Ballmer has been with Microsoft since 1980, and has been CEO since 2000. A special committee — which includes chairman Bill Gates — has been formed to find his replacement. Something obvious, but interesting to see laid out explicitly, is that Ballmer and the new CEO will continue to oversee Microsoft’s “transformation to a devices and services company”, so the new CEO will likely have a background in hardware or services.
Earlier this year Ballmer was part of a failed attempt to purchase the Sacramento Kings and relocate them to Seattle, where Microsoft is located. Ballmer briefly served as head of the Xbox division last month, before former Windows executive Julie Larson-Green was named successor.
In recent years, Ballmer has been a polarising figure at Microsoft, with many believing he’s responsible for the stagnation of Microsoft, and the culture of Microsoft not being able to get out of its own way long enough to enjoy successes that should be a matter of course.
His departure will offer Microsoft a chance to change how its corporate structure works. Ballmer will be the latest key executive to leave the company, following former Xbox chief Don Mattrick and Windows boss Steven Sinofsky.
Ballmer sent out an internal email going over his decision, which Microsoft has posted under the title Moving On. It has the expected optimistic beats regarding the company’s future, and reflects the cumulative success of Microsoft over Ballmer’s tenure at the company. But it seems to lack that central, recent success that will keep Microsoft moving forward. Here is the letter in its entirety:
I am writing to let you know that I will retire as CEO of Microsoft within the next 12 months, after a successor is chosen. There is never a perfect time for this type of transition, but now is the right time. My original thoughts on timing would have had my retirement happen in the middle of our transformation to a devices and services company focused on empowering customers in the activities they value most.
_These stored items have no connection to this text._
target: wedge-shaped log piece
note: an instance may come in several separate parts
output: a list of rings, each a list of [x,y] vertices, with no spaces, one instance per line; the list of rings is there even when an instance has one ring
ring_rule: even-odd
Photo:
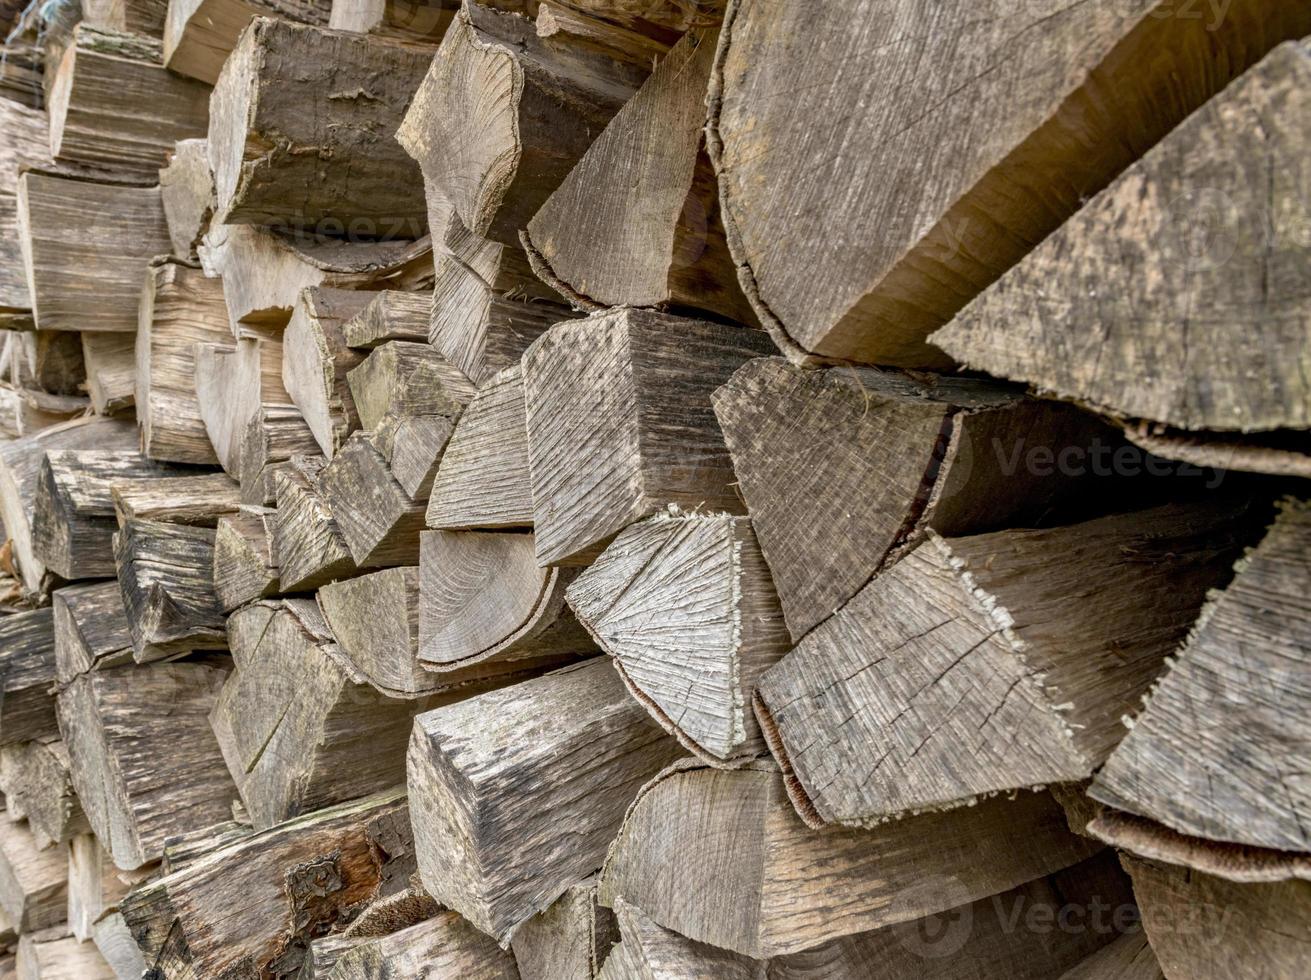
[[[660,3],[648,6],[668,10],[678,5],[680,5],[679,0],[672,0],[672,2],[662,0]],[[631,61],[649,67],[657,64],[669,53],[670,47],[684,30],[692,27],[702,29],[713,27],[723,17],[724,5],[717,0],[706,4],[683,4],[683,6],[716,9],[707,11],[704,19],[689,21],[682,30],[671,31],[652,24],[645,17],[637,23],[620,26],[615,21],[623,22],[627,18],[622,15],[615,16],[613,11],[587,10],[586,0],[582,3],[571,2],[571,0],[541,0],[537,4],[537,36],[567,41],[574,46],[606,54],[616,61]],[[704,114],[703,109],[702,115]]]
[[[1165,975],[1295,977],[1311,963],[1311,882],[1244,884],[1124,857]]]
[[[0,384],[0,433],[10,439],[21,439],[60,422],[86,415],[90,407],[86,398],[48,395],[31,388],[12,388]]]
[[[966,534],[1045,517],[1122,443],[1068,406],[988,382],[745,365],[714,394],[794,640],[926,526]]]
[[[82,335],[66,332],[37,333],[29,321],[4,335],[4,375],[28,391],[78,395],[86,383],[82,363]]]
[[[159,168],[159,194],[173,255],[195,258],[214,216],[214,175],[203,139],[178,140]]]
[[[702,149],[718,33],[685,34],[528,223],[529,257],[575,303],[673,305],[754,323]]]
[[[678,754],[604,658],[420,715],[409,789],[424,889],[508,941],[600,864]]]
[[[281,589],[273,556],[275,511],[243,506],[220,517],[214,532],[214,594],[224,612]]]
[[[517,14],[466,4],[397,139],[466,228],[518,245],[520,229],[648,70],[539,38]]]
[[[196,401],[219,463],[240,475],[242,439],[262,407],[291,405],[282,384],[282,341],[250,336],[196,345]]]
[[[454,421],[475,392],[473,383],[437,351],[402,340],[374,348],[347,380],[365,429],[376,429],[388,415],[441,415]]]
[[[227,648],[211,529],[128,520],[114,535],[114,561],[137,663]]]
[[[333,0],[328,26],[402,44],[435,45],[459,9],[459,0]]]
[[[0,194],[18,191],[18,174],[26,166],[50,166],[50,126],[41,109],[14,99],[0,103]]]
[[[69,931],[79,942],[94,938],[96,921],[117,909],[119,901],[140,878],[140,872],[115,868],[109,852],[95,834],[87,832],[74,837],[68,842]]]
[[[51,596],[51,607],[60,686],[89,670],[132,663],[132,631],[117,579],[65,586]]]
[[[351,559],[361,568],[415,565],[426,499],[415,500],[391,474],[372,433],[356,432],[319,475]]]
[[[18,198],[12,193],[0,192],[0,234],[0,323],[7,329],[30,330],[32,291],[23,265]]]
[[[58,734],[54,682],[51,610],[0,617],[0,745]]]
[[[175,472],[175,471],[174,471]],[[131,450],[65,449],[46,453],[32,518],[32,547],[65,579],[115,573],[113,483],[169,470]]]
[[[100,951],[63,930],[23,936],[18,943],[16,967],[22,980],[115,980],[114,973]]]
[[[465,977],[519,980],[514,956],[454,912],[441,911],[388,936],[365,940],[337,960],[336,980]]]
[[[55,162],[153,181],[178,140],[204,136],[209,88],[162,59],[154,39],[80,25],[50,93]]]
[[[52,735],[0,748],[5,807],[27,818],[43,850],[90,832],[69,768],[68,747]]]
[[[1141,930],[1126,933],[1061,974],[1060,980],[1165,980]]]
[[[1251,530],[1217,500],[932,535],[760,682],[798,811],[863,826],[1087,779]]]
[[[169,0],[164,63],[213,85],[246,25],[259,16],[326,27],[332,0]]]
[[[929,333],[1270,48],[1311,33],[1311,11],[1277,0],[1217,13],[732,0],[709,147],[761,319],[796,358],[945,363]],[[832,86],[807,84],[817,46]],[[817,119],[834,120],[823,139]]]
[[[353,239],[421,237],[423,178],[394,134],[429,60],[358,34],[253,20],[210,101],[219,220]]]
[[[531,534],[425,531],[419,659],[429,670],[590,653],[565,605],[573,569],[538,567]]]
[[[38,848],[25,823],[0,820],[0,909],[19,932],[59,925],[68,912],[68,859]]]
[[[518,364],[554,324],[580,315],[537,277],[517,244],[481,238],[454,214],[439,241],[427,339],[478,384]]]
[[[319,444],[294,405],[263,405],[246,423],[241,438],[241,501],[269,506],[277,500],[273,475],[293,456],[317,455]]]
[[[571,885],[514,933],[522,980],[592,980],[619,939],[614,914],[596,900],[595,876]]]
[[[566,598],[633,696],[689,752],[731,765],[765,751],[751,697],[792,642],[749,519],[635,524]]]
[[[797,818],[771,763],[681,763],[629,810],[601,901],[622,899],[690,939],[766,958],[995,895],[1096,849],[1066,830],[1045,793],[819,831]]]
[[[87,394],[97,415],[133,406],[137,388],[136,337],[125,333],[82,334]]]
[[[168,0],[87,0],[84,24],[158,38],[164,32]]]
[[[532,527],[520,365],[492,377],[460,415],[437,468],[426,520],[450,531]]]
[[[328,459],[360,426],[346,373],[364,355],[347,345],[346,322],[362,311],[369,293],[306,289],[282,335],[282,384]]]
[[[273,478],[278,501],[273,556],[284,592],[310,592],[359,574],[341,528],[318,490],[323,465],[321,456],[296,457]]]
[[[1266,16],[1278,30],[1281,15]],[[1309,88],[1311,50],[1277,48],[933,342],[1119,416],[1311,426],[1311,271],[1292,176],[1307,152]]]
[[[73,786],[120,868],[155,861],[169,837],[231,816],[235,789],[209,726],[227,674],[203,663],[118,667],[60,691]]]
[[[657,38],[716,24],[725,6],[724,0],[561,0],[561,4]]]
[[[220,517],[241,506],[241,488],[226,473],[115,480],[112,495],[119,524],[149,520],[217,527]]]
[[[391,475],[411,500],[425,506],[455,431],[455,421],[442,415],[388,416],[370,435]]]
[[[1153,690],[1092,795],[1182,834],[1311,850],[1311,505],[1287,502]]]
[[[393,792],[249,834],[142,886],[121,908],[155,952],[163,940],[153,937],[176,932],[196,977],[295,976],[312,938],[402,890],[413,870],[405,798]]]
[[[18,218],[38,329],[136,331],[146,264],[170,248],[158,187],[30,170]]]
[[[710,394],[769,348],[759,330],[635,309],[537,340],[523,362],[537,560],[588,564],[670,505],[742,513]]]
[[[431,296],[384,289],[366,299],[368,305],[342,325],[349,346],[372,350],[389,340],[427,341]]]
We need a CEO who will be here longer term for this new direction. You can read the press release on Microsoft News Center.
This is a time of important transformation for Microsoft. Our new Senior Leadership team is amazing. The strategy we have generated is first class. Our new organisation, which is centered on functions and engineering areas, is right for the opportunities and challenges ahead.
Microsoft is an amazing place. I love this company. I love the way we helped invent and popularise computing and the PC. I love the bigness and boldness of our bets. I love our people and their talent and our willingness to accept and embrace their range of capabilities, including their quirks. I love the way we embrace and work with other companies to change the world and succeed together. I love the breadth and diversity of our customers, from consumer to enterprise, across industries, countries, and people of all backgrounds and age groups.
I am proud of what we have achieved. We have grown from $US7.5 million to nearly $US78 billion since I joined Microsoft, and we have grown from employing just over 30 people to almost 100,000. I feel good about playing a role in that success and having committed 100 per cent emotionally all the way. We have more than 1 billion users and earn a great profit for our shareholders. We have delivered more profit and cash return to shareholders than virtually any other company in history.
I am excited by our mission of empowering the world and believe in our future success. I cherish my Microsoft ownership, and look forward to continuing as one of Microsoft’s largest owners.
This is an emotional and difficult thing for me to do. I take this step in the best interests of the company I love; it is the thing outside of my family and closest friends that matters to me most.
Microsoft has all its best days ahead. Know you are part of the best team in the industry and have the right technology assets. We cannot and will not miss a beat in these transitions. I am focused and driving hard and know I can count on all of you to do the same. Let’s do ourselves proud.